KL3M Tokenizers: A Family of Domain-Specific and Character-Level Tokenizers for Legal, Financial, and Preprocessing Applications

TL;DR

KL3M tackles inefficiencies and semantic fragmentation in general-purpose tokenizers for professional domains by introducing two tokenizer families: domain-specific BPEs (64K/128K) and character-level BPEs (4K/8K/16K) trained on a copyright-free legal-financial-government corpus. The approach delivers tangible gains in tokenization efficiency and domain-term representation, enabling longer context windows and lower compute, while preserving crucial domain semantics such as legal citations and financial abbreviations. Extensive evaluation across five domain datasets shows average improvements around 9% in tokens-per-character and notable reductions in domain-term token counts, with especially strong performance on US Code and SEC filings. All tokenizers and training code are publicly available on GitHub and Hugging Face, enabling reproducibility and practical adoption for law, finance, and OCR-driven workflows.

Abstract

We present the KL3M tokenizers, a family of specialized tokenizers for legal, financial, and governmental text. Despite established work on tokenization, specialized tokenizers for professional domains remain understudied. Our paper offers two main contributions to this area. First, we introduce domain-specific BPE tokenizers for legal, financial, and governmental text. Our kl3m-004-128k-cased tokenizer uses 9-17% fewer tokens than GPT-4o and Llama3 for domain-specific documents, despite having a smaller vocabulary.
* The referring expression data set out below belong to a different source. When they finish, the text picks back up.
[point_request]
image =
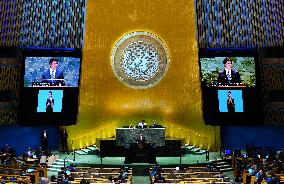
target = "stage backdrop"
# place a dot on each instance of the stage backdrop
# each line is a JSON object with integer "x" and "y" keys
{"x": 175, "y": 102}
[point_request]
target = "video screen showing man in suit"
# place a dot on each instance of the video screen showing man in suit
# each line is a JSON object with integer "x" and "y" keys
{"x": 50, "y": 101}
{"x": 52, "y": 71}
{"x": 53, "y": 76}
{"x": 229, "y": 75}
{"x": 228, "y": 71}
{"x": 230, "y": 103}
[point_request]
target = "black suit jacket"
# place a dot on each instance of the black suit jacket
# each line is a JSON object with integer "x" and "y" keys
{"x": 223, "y": 79}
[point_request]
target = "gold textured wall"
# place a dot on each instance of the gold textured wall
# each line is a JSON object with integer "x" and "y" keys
{"x": 106, "y": 103}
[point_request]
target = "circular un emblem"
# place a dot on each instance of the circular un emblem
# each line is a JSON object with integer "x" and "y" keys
{"x": 140, "y": 60}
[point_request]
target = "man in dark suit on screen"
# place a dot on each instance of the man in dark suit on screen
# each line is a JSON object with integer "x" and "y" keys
{"x": 53, "y": 76}
{"x": 229, "y": 75}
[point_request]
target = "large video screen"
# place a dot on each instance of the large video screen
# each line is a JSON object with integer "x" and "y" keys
{"x": 51, "y": 71}
{"x": 230, "y": 90}
{"x": 228, "y": 71}
{"x": 49, "y": 87}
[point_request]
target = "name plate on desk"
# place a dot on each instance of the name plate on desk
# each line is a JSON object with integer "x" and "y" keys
{"x": 154, "y": 136}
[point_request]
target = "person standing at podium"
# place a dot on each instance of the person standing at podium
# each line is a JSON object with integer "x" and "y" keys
{"x": 229, "y": 75}
{"x": 142, "y": 124}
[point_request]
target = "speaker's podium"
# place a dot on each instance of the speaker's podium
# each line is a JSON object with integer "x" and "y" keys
{"x": 140, "y": 153}
{"x": 136, "y": 150}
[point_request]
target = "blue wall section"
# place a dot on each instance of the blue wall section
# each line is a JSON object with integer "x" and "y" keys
{"x": 236, "y": 137}
{"x": 22, "y": 137}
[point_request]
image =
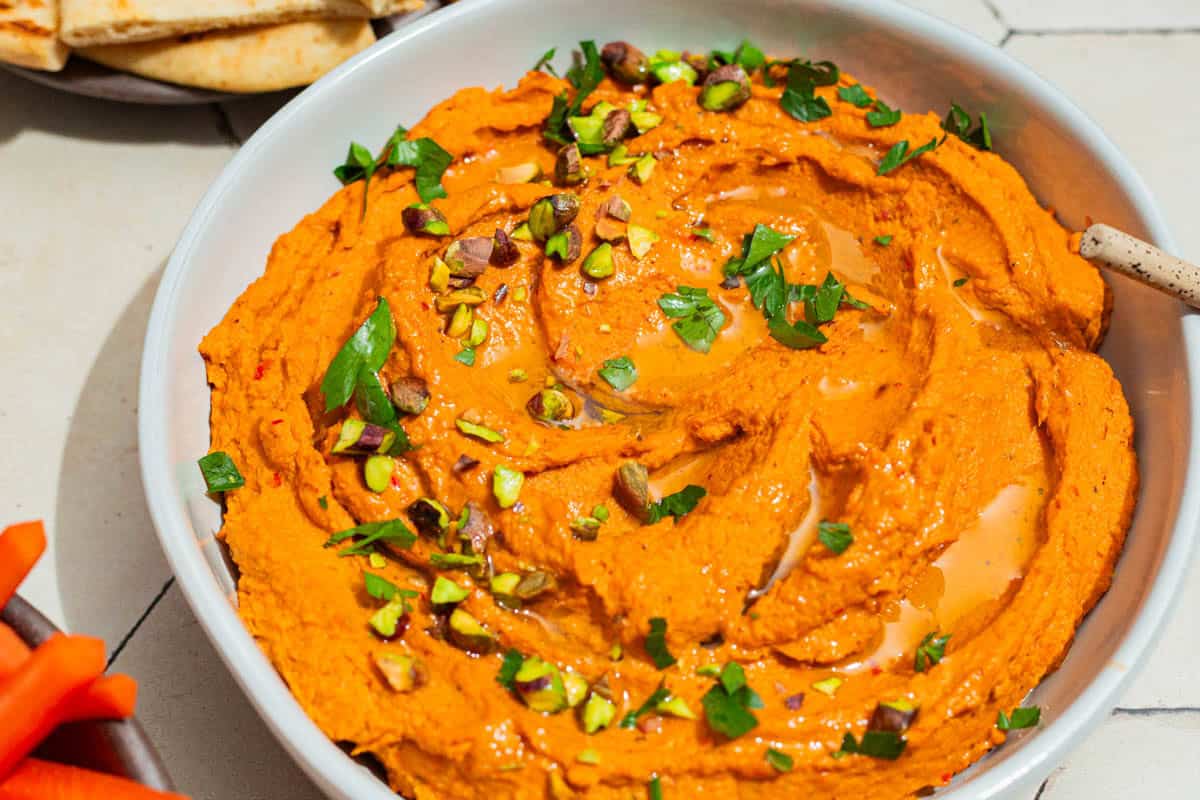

For specialized terminology, our cased tokenizer is even more efficient, using up to 83% fewer tokens for legal terms and 39% fewer tokens for financial terms. Second, we develop character-level BPE tokenizers (4K, 8K, and 16K vocabulary sizes) for text correction tasks like OCR post-processing. These tokenizers keep consistent token boundaries between error-containing and correct text, making it easier for models to learn correction patterns. These tokenizers help professional applications by fitting more text in context windows, reducing computational needs, and preserving the meaning of domain-specific terms. Our analysis shows these efficiency gains directly benefit the processing of long legal and financial documents. We release all tokenizers and code through GitHub and Hugging Face to support further research in specialized tokenization.

Paper Structure

This paper contains 40 sections, 1 equation, 3 figures, 7 tables.

Figures (3)

  • Figure 1: Relationship between vocabulary size and tokenization efficiency. KL3M tokenizers achieve superior efficiency despite having comparable vocabulary sizes to other tokenizers.
  • Figure 2: Percentage of vocabulary by token length across tokenizers. KL3M tokenizers show higher percentages of medium-length tokens (3-6 characters) compared to other tokenizers.
  • Figure 3: Tokenization efficiency (tokens per character) across datasets. Lower values indicate higher efficiency. KL3M tokenizers consistently demonstrate higher efficiency, particularly for domain-specific content like US Code and Congressional Hearings.